Cloud labs, where experiments are executed remotely in robotic facilities, can improve the reproducibility, accessibility, and scalability of experimental biology. Funding and training programs will enable academics to overcome barriers to adopting such technology.

What does the future of experimental biology look like? “Cloud labs” are one ambitious answer to this question. The concept is that one day, rather than working at the bench, scientists will instead program their experiments to be executed at a remote facility using laboratory automation. Cloud labs draw an analogy to cloud computing: Just as cloud computing services give researchers access to open-source libraries of software that can be deployed at scale, on demand, cloud laboratories could enable researchers to execute standardized, robust, scalable, biological protocols in robotically operated laboratories.

Perhaps the most surprising feature of the cloud lab concept is that they already exist. Commercial cloud labs like Strateos and Emerald Cloud Lab have existed for nearly a decade and are primarily used by industry. A few intrepid academics have managed to experiment with commercial cloud labs [1,2], but largely this technology has not had an impact on academic science. This is a shame, as cloud science has the potential to improve the reproducibility, accessibility, and scalability of life science research. With cloud lab tools, academic researchers could more easily reproduce scientific experiments [3], build new methods on top of existing protocols, and share their new open-source contributions to continue the scientific cycle.

Life science experiments are notoriously tricky to make robust and reliable, often flummoxing scientists and slowing progress [4]. In an era characterized by a “reproducibility crisis,” science would benefit from experimenting with new ideas about how to standardize and share methods. Symbolic lab languages [57] enable researchers to describe experiments in an intuitive, standardized format that enables biological protocols to be shared in the same manner that open-source software is shared today. Furthermore, cloud labs democratize access to advanced instruments, eliminating the up-front costs associated with purchasing equipment, space, and long-term service contracts. These facilities give academic groups instant access to an extensive variety of specialized instruments that may not be available at their local institution, enabling groups with limited resources to access top-of-the-line equipment.

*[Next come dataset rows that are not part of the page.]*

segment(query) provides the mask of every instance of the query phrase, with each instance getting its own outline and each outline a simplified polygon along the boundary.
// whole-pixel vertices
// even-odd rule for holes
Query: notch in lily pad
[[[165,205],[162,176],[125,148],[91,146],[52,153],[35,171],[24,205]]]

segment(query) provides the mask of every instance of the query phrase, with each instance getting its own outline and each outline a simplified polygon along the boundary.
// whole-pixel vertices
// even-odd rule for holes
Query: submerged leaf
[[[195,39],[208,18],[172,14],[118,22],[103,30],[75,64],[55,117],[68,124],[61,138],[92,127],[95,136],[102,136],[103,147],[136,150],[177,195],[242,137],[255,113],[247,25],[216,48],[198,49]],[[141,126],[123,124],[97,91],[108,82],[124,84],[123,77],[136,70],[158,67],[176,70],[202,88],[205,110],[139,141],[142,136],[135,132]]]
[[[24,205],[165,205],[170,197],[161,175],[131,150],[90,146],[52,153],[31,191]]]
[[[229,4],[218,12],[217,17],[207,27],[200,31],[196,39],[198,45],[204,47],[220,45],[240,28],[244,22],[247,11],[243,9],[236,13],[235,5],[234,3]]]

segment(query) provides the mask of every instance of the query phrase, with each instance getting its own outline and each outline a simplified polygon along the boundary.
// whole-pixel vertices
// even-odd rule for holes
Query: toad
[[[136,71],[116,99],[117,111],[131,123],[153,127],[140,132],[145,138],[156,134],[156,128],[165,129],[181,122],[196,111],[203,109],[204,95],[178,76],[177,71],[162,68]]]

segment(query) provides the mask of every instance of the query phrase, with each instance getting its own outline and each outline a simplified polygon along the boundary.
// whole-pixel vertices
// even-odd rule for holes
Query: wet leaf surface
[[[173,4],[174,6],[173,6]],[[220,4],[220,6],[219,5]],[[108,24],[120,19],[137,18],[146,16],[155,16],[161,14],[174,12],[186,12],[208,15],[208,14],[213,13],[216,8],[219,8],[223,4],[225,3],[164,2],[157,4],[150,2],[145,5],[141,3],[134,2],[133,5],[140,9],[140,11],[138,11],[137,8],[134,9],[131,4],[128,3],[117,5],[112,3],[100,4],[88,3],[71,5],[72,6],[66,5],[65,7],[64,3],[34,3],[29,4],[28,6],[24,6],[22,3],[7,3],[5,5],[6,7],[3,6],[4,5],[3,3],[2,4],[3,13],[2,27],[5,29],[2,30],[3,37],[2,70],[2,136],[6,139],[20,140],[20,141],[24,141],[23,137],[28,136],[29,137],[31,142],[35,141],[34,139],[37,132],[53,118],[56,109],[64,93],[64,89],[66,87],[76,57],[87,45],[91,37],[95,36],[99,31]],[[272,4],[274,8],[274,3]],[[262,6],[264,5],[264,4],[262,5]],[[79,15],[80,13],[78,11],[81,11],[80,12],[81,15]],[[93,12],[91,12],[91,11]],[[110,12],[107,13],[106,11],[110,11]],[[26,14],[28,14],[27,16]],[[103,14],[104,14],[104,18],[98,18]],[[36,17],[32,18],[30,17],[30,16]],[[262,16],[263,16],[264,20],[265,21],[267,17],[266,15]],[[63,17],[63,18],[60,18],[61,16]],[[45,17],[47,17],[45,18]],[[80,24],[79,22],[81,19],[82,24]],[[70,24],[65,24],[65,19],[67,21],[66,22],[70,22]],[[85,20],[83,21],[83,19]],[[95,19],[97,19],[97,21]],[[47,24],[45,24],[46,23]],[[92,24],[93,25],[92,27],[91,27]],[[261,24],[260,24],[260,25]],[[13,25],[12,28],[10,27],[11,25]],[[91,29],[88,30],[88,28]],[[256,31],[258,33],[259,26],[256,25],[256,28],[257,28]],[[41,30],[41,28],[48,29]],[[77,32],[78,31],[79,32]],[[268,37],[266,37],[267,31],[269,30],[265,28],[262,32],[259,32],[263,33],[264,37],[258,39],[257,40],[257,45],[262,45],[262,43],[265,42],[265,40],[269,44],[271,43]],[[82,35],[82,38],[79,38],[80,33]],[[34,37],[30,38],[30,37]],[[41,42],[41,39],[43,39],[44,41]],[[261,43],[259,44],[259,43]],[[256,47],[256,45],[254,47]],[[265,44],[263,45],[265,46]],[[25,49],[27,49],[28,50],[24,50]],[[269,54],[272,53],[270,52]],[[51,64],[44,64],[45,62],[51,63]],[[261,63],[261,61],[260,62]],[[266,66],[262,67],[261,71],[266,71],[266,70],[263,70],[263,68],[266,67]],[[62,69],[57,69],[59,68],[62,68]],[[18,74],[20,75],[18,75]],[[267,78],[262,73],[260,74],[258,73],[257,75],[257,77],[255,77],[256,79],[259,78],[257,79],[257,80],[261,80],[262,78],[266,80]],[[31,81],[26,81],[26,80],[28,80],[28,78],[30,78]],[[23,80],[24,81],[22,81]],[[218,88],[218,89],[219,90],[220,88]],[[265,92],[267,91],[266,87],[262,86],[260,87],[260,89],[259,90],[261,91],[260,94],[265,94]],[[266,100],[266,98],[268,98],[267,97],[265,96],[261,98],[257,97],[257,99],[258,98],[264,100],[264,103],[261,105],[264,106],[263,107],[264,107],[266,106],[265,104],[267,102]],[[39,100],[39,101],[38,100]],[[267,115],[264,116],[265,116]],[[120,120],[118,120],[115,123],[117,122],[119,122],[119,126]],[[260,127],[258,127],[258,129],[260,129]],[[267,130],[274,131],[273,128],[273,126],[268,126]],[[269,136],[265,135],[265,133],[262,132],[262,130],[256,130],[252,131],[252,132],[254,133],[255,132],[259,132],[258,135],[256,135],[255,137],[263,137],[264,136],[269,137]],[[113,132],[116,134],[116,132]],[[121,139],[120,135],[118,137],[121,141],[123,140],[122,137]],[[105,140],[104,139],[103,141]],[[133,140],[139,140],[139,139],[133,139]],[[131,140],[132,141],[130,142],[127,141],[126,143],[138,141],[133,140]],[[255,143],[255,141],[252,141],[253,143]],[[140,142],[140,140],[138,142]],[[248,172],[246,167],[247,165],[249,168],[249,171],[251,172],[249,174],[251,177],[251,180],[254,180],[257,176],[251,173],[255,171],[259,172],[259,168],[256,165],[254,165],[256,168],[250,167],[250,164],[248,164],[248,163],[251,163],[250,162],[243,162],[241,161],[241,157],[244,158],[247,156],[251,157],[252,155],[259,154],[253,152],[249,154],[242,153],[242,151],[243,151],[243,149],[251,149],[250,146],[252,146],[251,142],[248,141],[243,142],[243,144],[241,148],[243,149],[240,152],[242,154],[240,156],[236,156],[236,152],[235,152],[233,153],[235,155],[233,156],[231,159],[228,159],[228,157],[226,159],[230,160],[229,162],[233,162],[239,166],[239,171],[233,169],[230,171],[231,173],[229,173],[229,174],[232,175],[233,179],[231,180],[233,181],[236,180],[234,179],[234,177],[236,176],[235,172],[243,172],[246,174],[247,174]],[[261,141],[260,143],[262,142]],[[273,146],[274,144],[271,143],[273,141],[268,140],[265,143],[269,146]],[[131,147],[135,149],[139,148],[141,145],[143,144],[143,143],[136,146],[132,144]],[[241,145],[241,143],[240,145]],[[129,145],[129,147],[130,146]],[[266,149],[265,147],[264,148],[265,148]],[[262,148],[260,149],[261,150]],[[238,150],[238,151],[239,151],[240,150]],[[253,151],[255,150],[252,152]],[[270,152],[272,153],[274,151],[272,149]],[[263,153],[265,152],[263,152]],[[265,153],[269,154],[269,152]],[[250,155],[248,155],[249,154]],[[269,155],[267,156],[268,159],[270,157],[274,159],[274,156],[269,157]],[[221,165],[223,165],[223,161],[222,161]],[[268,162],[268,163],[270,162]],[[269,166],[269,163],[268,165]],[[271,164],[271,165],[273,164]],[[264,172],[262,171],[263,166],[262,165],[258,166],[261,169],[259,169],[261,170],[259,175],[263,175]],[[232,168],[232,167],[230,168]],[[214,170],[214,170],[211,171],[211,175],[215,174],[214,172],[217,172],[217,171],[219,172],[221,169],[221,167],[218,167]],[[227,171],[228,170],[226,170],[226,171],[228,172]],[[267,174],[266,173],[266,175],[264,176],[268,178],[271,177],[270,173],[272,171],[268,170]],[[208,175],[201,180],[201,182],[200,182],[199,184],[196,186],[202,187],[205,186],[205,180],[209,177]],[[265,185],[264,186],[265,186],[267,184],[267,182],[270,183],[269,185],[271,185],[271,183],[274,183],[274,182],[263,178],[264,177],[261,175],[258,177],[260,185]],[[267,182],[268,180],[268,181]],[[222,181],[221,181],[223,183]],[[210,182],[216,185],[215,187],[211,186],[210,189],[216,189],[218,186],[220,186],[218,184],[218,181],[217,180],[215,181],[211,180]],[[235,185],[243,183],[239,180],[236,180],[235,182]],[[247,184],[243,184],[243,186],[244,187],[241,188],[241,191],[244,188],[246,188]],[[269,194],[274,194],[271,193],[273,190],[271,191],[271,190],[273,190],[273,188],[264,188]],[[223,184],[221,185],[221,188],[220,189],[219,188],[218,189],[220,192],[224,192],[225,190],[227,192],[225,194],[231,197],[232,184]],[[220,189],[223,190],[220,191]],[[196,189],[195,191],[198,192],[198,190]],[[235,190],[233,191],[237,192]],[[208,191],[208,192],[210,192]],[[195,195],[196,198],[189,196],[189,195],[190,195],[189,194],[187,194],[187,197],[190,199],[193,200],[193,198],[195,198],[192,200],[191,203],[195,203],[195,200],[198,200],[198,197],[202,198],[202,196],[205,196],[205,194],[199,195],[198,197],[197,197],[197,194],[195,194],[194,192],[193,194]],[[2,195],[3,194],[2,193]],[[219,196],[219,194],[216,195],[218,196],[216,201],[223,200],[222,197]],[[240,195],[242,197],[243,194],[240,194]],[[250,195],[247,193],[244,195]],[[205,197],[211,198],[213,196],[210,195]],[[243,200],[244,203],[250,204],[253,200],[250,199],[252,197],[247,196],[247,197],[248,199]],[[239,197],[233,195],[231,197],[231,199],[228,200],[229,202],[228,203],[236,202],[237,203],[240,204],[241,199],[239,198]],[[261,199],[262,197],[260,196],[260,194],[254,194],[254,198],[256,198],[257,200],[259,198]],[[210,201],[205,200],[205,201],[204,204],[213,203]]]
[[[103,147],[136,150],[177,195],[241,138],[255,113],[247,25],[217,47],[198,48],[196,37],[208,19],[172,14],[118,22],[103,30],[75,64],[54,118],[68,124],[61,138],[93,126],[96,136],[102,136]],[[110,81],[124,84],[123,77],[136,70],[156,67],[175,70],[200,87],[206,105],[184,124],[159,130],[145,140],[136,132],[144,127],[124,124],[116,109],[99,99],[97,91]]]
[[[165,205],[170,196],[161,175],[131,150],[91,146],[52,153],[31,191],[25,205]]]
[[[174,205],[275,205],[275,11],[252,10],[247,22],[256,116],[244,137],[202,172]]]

So, if cloud labs exist and can help to alleviate many of the problems facing life science research today, why do scientists not use them? And what can be done to enable academia to adopt and benefit from the cloud science approach?

Life science researchers face barriers to adopting cloud technology at every stage of the normal project lifecycle (Fig 1). The first barrier is funding. Current commercial cloud labs have created pricing models that cater to industry customers and are incompatible with the way in which academics usually access facilities and funding. The cost to enter is high (>$250k for general access to Emerald Cloud Lab, or >$100k to automate and run a single method at Strateos), and the contract lengths are long (one year minimum). Cloud lab providers design their pricing to compare favorably for startups who would otherwise need to pay separately for bench space. By contrast, most academic groups already pay overheads to their institution in exchange for facilities access. This effectively double-charges potential academic customers for facilities and contributes to pricing models being unsuitable for academic budgets.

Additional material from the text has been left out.